You obviously want to avoid being judged by twelve if at all possible in the first place. In that sense, you owe it to both yourself and your family to learn your state’s self-defense laws.
You need to understand common law self-defense to best understand CD. Let’s address common law self-defense. (Self-Defense)
An Overview of Common Law Self-Defense
Please note: Common law is based upon previous court ruling and not written statutes.
Self-defense is an affirmative defense which allows you to reasonably use force against an intruder, or other criminal, without fear of arrest.
To show legal self-defense you must show the following:
- Immediate Threat: You must be, at the moment you or a loved one are attacked, afraid that you are in danger. Self-defense cannot be claimed if you drive ten miles to shoot someone who threatened you over the phone.
- Proportional Response: The use of force must be proportionate to the danger that you would reasonably think may happen to you or others if you were to do nothing. For example, an average sized adult would likely be guilty of murder if they shoot an unarmed, elderly female who is threatening to beat them up.
Home Self-Defense Doctrines
The Castle Doctrine and its variants evolved from the above self-defense laws. As a result, many of the common law self-defense concepts, like “Proportional Response” were put into legal statutes.
Castle Doctrine Overview
The predominant home self-defense laws in the USA are CD and Modified CD. Keep in mind that each state may have different variants of the CD. Many states have a different limitation on when, where and how an individual whose state is covered by the Castle Doctrine can legally use self-defense. This explanation of the Castle Doctrine will be based upon a general overview of the CD. I’ll not address any particular state’s specific Castle Doctrine statute.
Below are the main elements of the Castle Doctrine:
- Location: You must be physically inside where you live. (e.g. house, apartment, mobile home, etc.). You can’t shoot a burglar, on your front law, who is running away from you.
- Breaking and Entry: The bad guy must have either broken into your home or attempted to break into your home. The CD would not apply if you shoot someone who is breaking into a shed in your yard.
- Justification: Was your use of force reasonable? As explained earlier, reasonableness is based upon your particular situation. For example, it may not be considered reasonable to shoot a drunk who has wandered into your house passed out on your couch.

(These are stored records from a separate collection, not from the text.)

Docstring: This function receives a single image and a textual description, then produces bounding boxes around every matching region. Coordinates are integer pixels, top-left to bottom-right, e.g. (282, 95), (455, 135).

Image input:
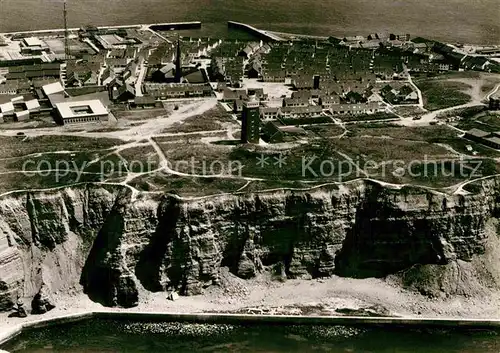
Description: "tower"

(241, 95), (260, 143)
(175, 36), (182, 83)
(63, 0), (70, 60)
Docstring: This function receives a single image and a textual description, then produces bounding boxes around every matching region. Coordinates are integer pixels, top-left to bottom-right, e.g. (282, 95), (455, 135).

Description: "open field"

(162, 104), (239, 133)
(415, 79), (472, 110)
(130, 172), (246, 197)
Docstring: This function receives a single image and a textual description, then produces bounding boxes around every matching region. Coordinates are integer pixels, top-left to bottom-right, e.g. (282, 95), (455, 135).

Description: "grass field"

(415, 79), (471, 110)
(162, 104), (239, 133)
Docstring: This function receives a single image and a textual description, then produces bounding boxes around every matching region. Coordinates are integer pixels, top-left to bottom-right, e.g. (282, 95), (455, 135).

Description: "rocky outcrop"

(0, 179), (499, 309)
(31, 284), (56, 314)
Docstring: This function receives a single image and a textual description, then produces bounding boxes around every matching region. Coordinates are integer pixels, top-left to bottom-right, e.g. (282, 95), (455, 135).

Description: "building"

(263, 121), (307, 143)
(489, 96), (500, 110)
(241, 96), (260, 143)
(330, 103), (385, 115)
(283, 97), (309, 107)
(130, 96), (161, 109)
(56, 99), (109, 124)
(281, 105), (323, 119)
(260, 107), (281, 120)
(464, 129), (500, 149)
(144, 83), (212, 100)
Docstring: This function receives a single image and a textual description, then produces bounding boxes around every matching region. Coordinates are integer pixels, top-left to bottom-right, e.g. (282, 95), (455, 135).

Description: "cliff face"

(0, 179), (498, 309)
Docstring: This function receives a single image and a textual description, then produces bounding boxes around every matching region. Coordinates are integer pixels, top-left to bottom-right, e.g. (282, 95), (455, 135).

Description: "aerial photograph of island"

(0, 0), (500, 353)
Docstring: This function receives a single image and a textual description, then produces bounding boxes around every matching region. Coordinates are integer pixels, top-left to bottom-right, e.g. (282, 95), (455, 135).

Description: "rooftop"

(56, 99), (108, 119)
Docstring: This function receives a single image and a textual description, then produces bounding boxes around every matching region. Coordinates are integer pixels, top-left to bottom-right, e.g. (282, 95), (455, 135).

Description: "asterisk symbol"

(257, 154), (269, 168)
(274, 153), (286, 168)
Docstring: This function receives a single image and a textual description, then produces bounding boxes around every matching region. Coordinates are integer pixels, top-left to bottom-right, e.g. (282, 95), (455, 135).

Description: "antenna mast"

(64, 0), (70, 60)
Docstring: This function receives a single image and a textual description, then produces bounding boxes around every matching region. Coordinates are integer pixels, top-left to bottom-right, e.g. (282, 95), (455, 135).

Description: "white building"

(56, 99), (109, 124)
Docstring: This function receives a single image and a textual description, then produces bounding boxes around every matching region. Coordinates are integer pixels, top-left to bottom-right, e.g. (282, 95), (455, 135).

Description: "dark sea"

(0, 0), (500, 44)
(2, 319), (500, 353)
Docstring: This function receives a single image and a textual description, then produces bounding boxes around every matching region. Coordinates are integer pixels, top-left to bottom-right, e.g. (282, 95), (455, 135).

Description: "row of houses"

(144, 82), (212, 100)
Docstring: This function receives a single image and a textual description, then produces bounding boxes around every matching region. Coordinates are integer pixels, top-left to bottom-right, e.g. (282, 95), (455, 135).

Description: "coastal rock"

(167, 292), (179, 301)
(0, 178), (500, 310)
(31, 283), (56, 315)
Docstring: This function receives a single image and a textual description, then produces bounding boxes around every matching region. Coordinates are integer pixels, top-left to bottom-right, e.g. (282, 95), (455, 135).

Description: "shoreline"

(0, 309), (500, 346)
(0, 20), (500, 47)
(0, 275), (500, 344)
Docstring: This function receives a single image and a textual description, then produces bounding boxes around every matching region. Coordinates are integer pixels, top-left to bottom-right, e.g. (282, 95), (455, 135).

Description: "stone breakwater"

(0, 179), (500, 310)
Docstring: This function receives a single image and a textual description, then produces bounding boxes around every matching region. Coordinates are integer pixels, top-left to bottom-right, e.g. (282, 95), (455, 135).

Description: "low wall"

(0, 311), (500, 346)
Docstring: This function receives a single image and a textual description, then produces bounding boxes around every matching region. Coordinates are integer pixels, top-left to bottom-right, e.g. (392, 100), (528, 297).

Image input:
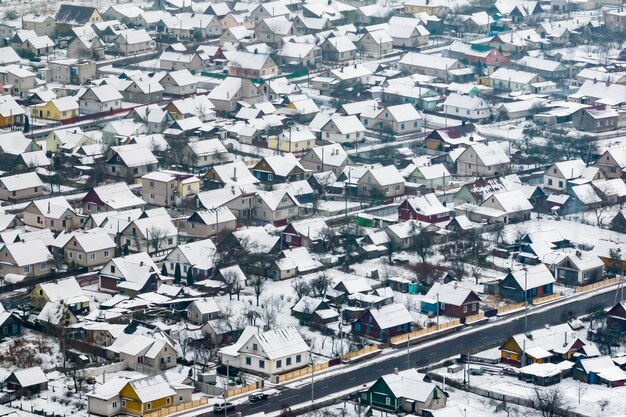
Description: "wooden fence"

(224, 381), (263, 398)
(390, 319), (461, 344)
(144, 397), (209, 417)
(465, 312), (485, 324)
(275, 362), (330, 383)
(576, 277), (620, 292)
(340, 345), (380, 361)
(531, 294), (562, 305)
(498, 303), (524, 314)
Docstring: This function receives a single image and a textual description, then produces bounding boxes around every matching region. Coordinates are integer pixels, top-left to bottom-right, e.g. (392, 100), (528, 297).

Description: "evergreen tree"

(187, 267), (193, 286)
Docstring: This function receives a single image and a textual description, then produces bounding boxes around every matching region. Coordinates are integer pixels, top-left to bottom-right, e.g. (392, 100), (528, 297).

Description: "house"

(54, 4), (104, 33)
(98, 252), (161, 297)
(106, 332), (178, 370)
(81, 182), (146, 214)
(252, 189), (300, 226)
(22, 14), (56, 36)
(489, 68), (544, 93)
(572, 356), (626, 388)
(22, 197), (86, 232)
(553, 250), (604, 285)
(300, 143), (352, 175)
(78, 85), (123, 114)
(421, 282), (481, 318)
(55, 228), (116, 268)
(398, 52), (464, 81)
(357, 28), (393, 59)
(352, 303), (413, 342)
(185, 207), (237, 238)
(494, 264), (556, 303)
(456, 142), (511, 177)
(154, 69), (198, 96)
(593, 147), (626, 179)
(0, 172), (43, 201)
(3, 366), (48, 396)
(312, 115), (365, 143)
(120, 214), (178, 254)
(282, 218), (328, 248)
(543, 159), (602, 192)
(207, 77), (264, 112)
(224, 51), (278, 78)
(320, 36), (358, 62)
(0, 64), (36, 96)
(402, 164), (450, 190)
(163, 239), (216, 280)
(572, 104), (621, 133)
(499, 323), (589, 367)
(443, 93), (492, 121)
(360, 103), (422, 135)
(606, 302), (626, 331)
(30, 96), (80, 121)
(141, 170), (202, 207)
(291, 295), (339, 326)
(106, 145), (159, 180)
(187, 298), (221, 324)
(357, 165), (405, 200)
(219, 326), (310, 376)
(183, 139), (229, 172)
(0, 94), (26, 127)
(251, 153), (307, 184)
(398, 193), (452, 223)
(29, 274), (91, 313)
(361, 368), (448, 415)
(271, 247), (323, 281)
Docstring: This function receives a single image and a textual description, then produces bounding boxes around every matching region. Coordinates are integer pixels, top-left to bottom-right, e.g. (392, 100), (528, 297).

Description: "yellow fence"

(144, 397), (209, 417)
(276, 362), (328, 383)
(498, 303), (524, 314)
(465, 313), (485, 324)
(576, 277), (620, 292)
(340, 345), (380, 361)
(390, 319), (461, 344)
(532, 294), (561, 305)
(224, 382), (260, 398)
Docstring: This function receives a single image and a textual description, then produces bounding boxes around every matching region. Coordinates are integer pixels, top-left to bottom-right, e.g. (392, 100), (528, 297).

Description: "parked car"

(248, 392), (269, 403)
(213, 402), (235, 413)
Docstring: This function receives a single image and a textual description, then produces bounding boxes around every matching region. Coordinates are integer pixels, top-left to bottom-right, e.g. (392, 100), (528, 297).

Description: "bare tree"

(291, 277), (311, 300)
(252, 275), (265, 307)
(310, 272), (331, 298)
(259, 295), (285, 329)
(533, 387), (569, 417)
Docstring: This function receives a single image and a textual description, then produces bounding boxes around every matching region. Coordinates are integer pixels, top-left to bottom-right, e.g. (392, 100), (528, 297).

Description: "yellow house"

(120, 375), (176, 416)
(267, 128), (316, 153)
(30, 96), (80, 121)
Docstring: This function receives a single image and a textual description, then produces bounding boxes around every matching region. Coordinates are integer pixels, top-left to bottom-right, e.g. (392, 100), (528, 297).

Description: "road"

(223, 291), (615, 416)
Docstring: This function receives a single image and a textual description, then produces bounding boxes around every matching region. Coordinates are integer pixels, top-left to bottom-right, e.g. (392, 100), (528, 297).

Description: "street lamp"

- Whether a shooting was reasonable can be dependent upon the district attorney, judge, jury and the state where the incident occurred.
- Duty to Retreat: Historically, to use the Castle Doctrine you must have first shown that you were unable to run to safety. This means that to use the CD defense you could only use deadly force as a last resort. The duty to retreat is currently only required in around half of the US States. Approximately half of the other states use the Modified Castle Doctrine.
The Modified Castle Law Doctrine
Under the Modified CD, you don’t have to retreat from an intruder when you’re in your house, yard or workplace. In some states, your personally owned vehicle is covered under Modified CD. Thus, under the Modified CD, you can “Stand Your Ground,” in your residence and use deadly force without first seeing if there were avenues to escape.
Ultimately, a fundamental knowledge of your state’s home Castle Doctrine laws and using common sense are your best self-defense tools. You definitely should know whether your state uses the traditional Castle Doctrine or the Modified Castle Law Doctrine.
Above all, your self-defense strategy needs always to be based upon what is best for that particular situation. For example, just because you don’t have to retreat doesn’t mean that you should never attempt to run for safety.
You need to ask yourself: “Is is safer for me to run, hide, retreat or confront?”
Your final decision on whether to fight or flee ultimately needs to be based upon what is best for both yourself and your family or friends.